Improvement of MBBR Performance by the Addition of 3D-Printed Biocarriers Fabricated with 13X and Bentonite

The current study investigated the performance of a moving bed biofilm reactor (MBBR), when adding 3D-printed biocarriers fabricated with 13X and bentonite (MBBR 3D), when using K1 commercial biocarriers (MBBR K1) and when not adding biocarriers at all (control MBBR). For the evaluation of the MBBR efficiency, various physicochemical parameters were measured, while biofilm extracted from the biocarriers was evaluated. The findings suggest that there is an optimal biodegradation of the organic load in all MBBR units.
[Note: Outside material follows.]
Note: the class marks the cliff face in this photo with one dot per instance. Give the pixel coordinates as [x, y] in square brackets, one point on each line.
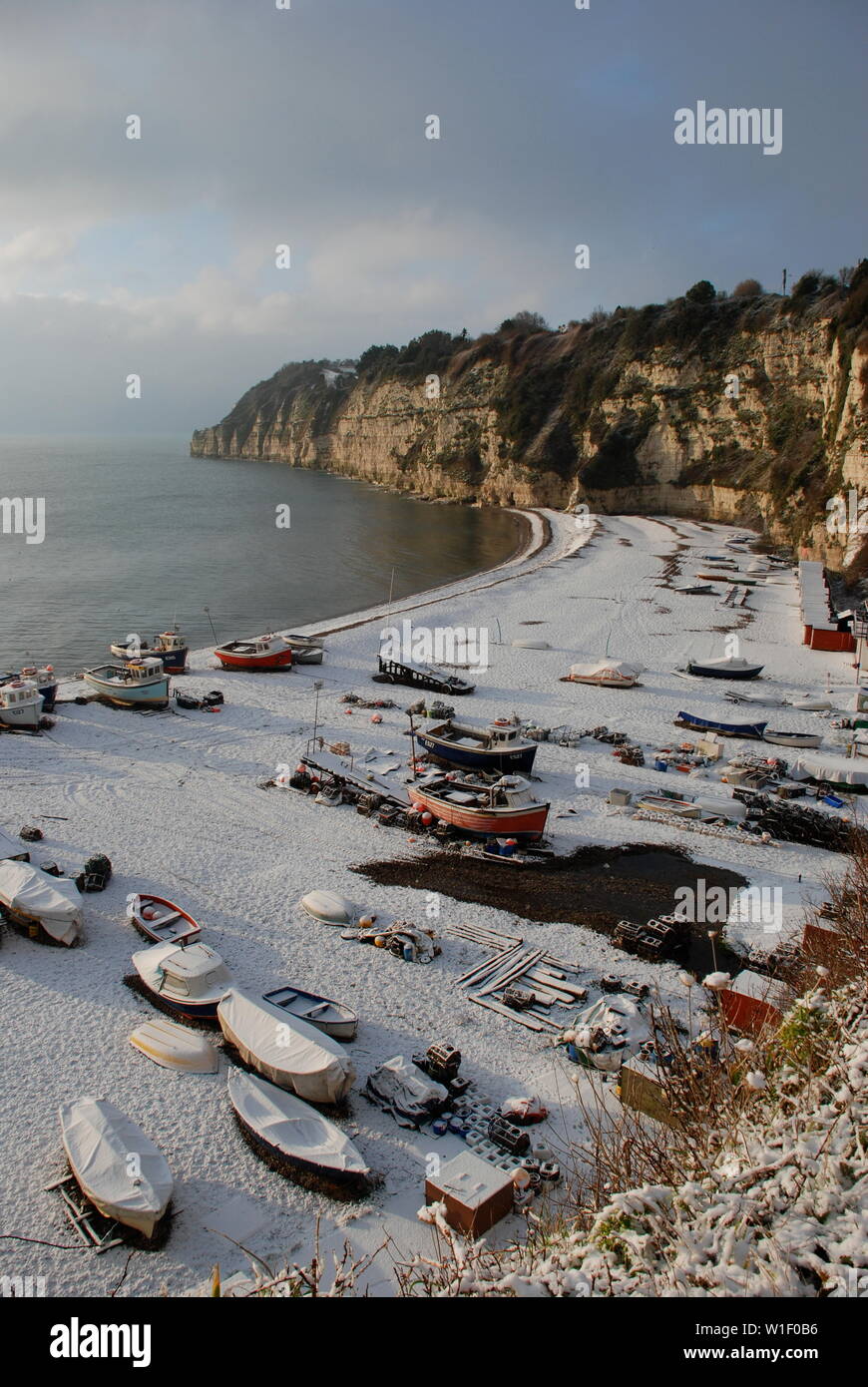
[747, 409]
The nitrification and denitrification processes were improved in MBBR 3D as compared to the control MBBR and MBBR K1. The dry mass of the biofilm in the 3D-printed biocarriers was two orders of magnitude larger than in the K1 biocarriers. Moreover, in the K1 biocarriers the mass of the biofilm varied in relation to time, since it could not be protected inside the holes, something that did not happen with the 3D-printed biocarriers. Finally, it was found, mostly in MBBR 3D and less in MBBR K1, that the growth of nitrifying bacteria and heterotrophs inside the units increased the biomass production in the form of soluble microbial products, which in turn favored the adhesion of biomass on the surface of biocarriers.

Automated summary

The performance of a moving bed biofilm reactor (MBBR) was investigated with the addition of 3D-printed biocarriers fabricated with 13X and bentonite (MBBR 3D), using K1 commercial biocarriers (MBBR K1), and without any biocarriers at all (control MBBR). Physicochemical parameters were measured to evaluate MBBR efficiency, while biofilm extracted from the biocarriers was evaluated. The findings show that MBBR 3D had improved nitrification and denitrification processes compared to the control MBBR and MBBR K1, with a larger dry mass of biofilm in the 3D-printed biocarriers compared to the K1 biocarriers.